Da Grécia e conexos – em súmula (I)
Como era de regra entre alunos de História e de Filosofia daquele tempo, a Grécia surgia como um deslumbramento. Por certo que excelentes artífices deste deslumbramento eram os professores de então. Mas a reflexão suscitada pelos pré-socráticos, Sócrates, a própria sofística e Platão (a extensão do programa não consentiu chegar até Aristóteles), a lírica, a tragédia, a comédia, a épica, a Arte, tudo, a reflexão suscitada, dizia, alcandorou-nos a um mundo de venerada admiração. E fruíamos, no retiro da nossa consciência, fosse em casa, nas bibliotecas universitárias ou em passeios solitários, ou com um amigo ou grupo a deambular na praça ou, também, em tertúlias de café.
A Grécia era um espanto!! E breve se me impôs visitá-la como tributo, homenagem tão funda como se de religião se tratasse, digamos, a tal culminância espiritual.
Era necessário comprar uma auto-vivenda e, adquirida, a primeira viagem da “pão-de-fôrma” foi à Hélade (9530 quilómetros ida e volta). Não havia cartões de crédito, razão por que levei 400 contos escondidos num cofre, por sua vez escondido em instalação que, adrede, mandei fazer na viatura.
Em vários dias visitei Delfos e as Termópilas (“Estrangeiro, vai contar aos Lacedemónios que jazemos aqui por obediência às suas normas”, escreveu Simónides em epitáfio aos heróis; como ex-combatente em Angola não me era difícil ter o alcance do heroísmo), Delfos e as Termópilas, dizia, Micenas, Esparta e o litoral, as montanhas e o campo. O Pireu vi-o de longe.
Quando entrei, ido da Jugoslávia em processo de implosão, mais precisamente da Macedónia, onde o guia do Museu de Arte Contemporânea de Skopje, só me falava de Eusébio e de Filipovic, o primeiro restaurante foi em Larissa. Come-se bem na Grécia, para meu gosto, pois à abundância e variedade de saladas, misturam queijo branco de grande qualidade. Temperaturas elevadíssimas de Agosto, um ensurdecedor barulho do canto de cigarras, a vegetação do Olimpo. Por aqui tudo bem.

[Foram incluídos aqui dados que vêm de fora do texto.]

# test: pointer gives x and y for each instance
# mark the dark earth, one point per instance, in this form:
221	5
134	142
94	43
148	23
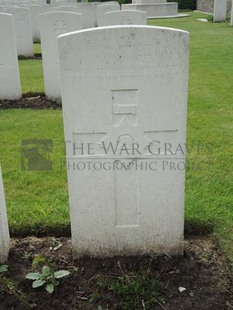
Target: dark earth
201	279
202	271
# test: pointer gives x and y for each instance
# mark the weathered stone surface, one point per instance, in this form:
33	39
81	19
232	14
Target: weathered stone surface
53	24
124	96
9	71
220	10
102	9
23	30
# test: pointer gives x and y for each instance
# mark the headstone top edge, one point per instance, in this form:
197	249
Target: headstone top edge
184	32
59	12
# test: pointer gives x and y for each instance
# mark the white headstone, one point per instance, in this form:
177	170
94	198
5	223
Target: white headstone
23	30
66	8
124	96
9	71
51	26
125	18
220	10
102	9
88	12
35	10
4	230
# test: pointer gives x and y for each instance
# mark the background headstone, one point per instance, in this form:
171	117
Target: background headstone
220	10
4	230
102	9
23	30
51	26
88	11
125	86
231	22
125	18
9	70
35	10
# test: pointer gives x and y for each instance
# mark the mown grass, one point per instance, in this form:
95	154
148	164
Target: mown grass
38	201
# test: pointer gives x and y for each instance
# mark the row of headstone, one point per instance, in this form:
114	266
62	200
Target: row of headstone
126	188
50	25
54	24
91	13
124	96
4	230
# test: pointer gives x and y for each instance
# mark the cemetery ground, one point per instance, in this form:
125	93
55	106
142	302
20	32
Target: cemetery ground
37	201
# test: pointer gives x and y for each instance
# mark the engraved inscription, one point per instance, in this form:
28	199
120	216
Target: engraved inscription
124	104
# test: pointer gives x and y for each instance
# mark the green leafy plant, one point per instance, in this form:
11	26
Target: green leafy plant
9	287
46	275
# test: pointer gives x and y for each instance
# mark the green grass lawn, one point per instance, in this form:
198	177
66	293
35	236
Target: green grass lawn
37	202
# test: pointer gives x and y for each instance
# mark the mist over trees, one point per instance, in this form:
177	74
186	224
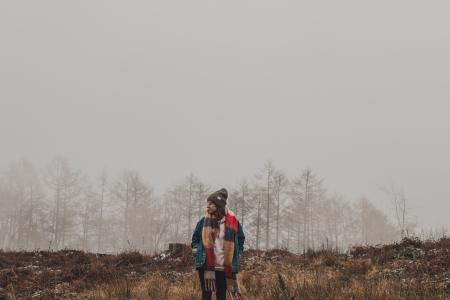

Mas…Em Delfos, esse omphalos,”umbigo”, o “centro do mundo”, depara-se-me um vendedor de fruta irascível, ademais de, nos contactos pessoais, maus modos, distância e indiferença (com excepção para os condutores de carros de aluguer em Atenas ou ex-emigrantes agora empregados de café, gente simpática ou muito simpática). Nos restaurantes nada de primoroso na limpeza. E a desconfiança das pessoas deve, também, registar-se. Em suma: aquilo nada tinha a ver com o deslumbramento com que se saía da Universidade. Enquanto flanava numa aldeia dei-me conta de um grupo de homens que esperavam e da chegada de alguém num muito imponente Mercedes preto, muito bem lavado, estimado. Ao ter inquirido de que se tratava disseram-me que um prócere político tinha chegado para uma reunião. Notei que fora cumprimentado por cabeças que se abaixavam, apaniguados (“mantidos por outrem”), clientes, portanto. Não perguntei de que partido eram as pessoas.
Repito: ao fim de vários dias impôs-se-me que, afinal, algo de tão realmente prosaico nada tinha que ver com o encanto e espanto de universitário(s). Uma dimensão maior deste choque está no facto de, mal chegado a Delfos, ter enviado um postal ilustrado à minha muito ilustre Profª de Cultura Clássica, Doutora Rocha Pereira, como quem anuncia o pagamento de uma promessa e se sente libertado pela gratidão que regista “preto no branco”.
Regressado a Portugal falei da minha decepção aos meus pares e a resposta que ouvi foi: “Sim, sim! A Grécia actual é uma decepção. É a reacção comum.”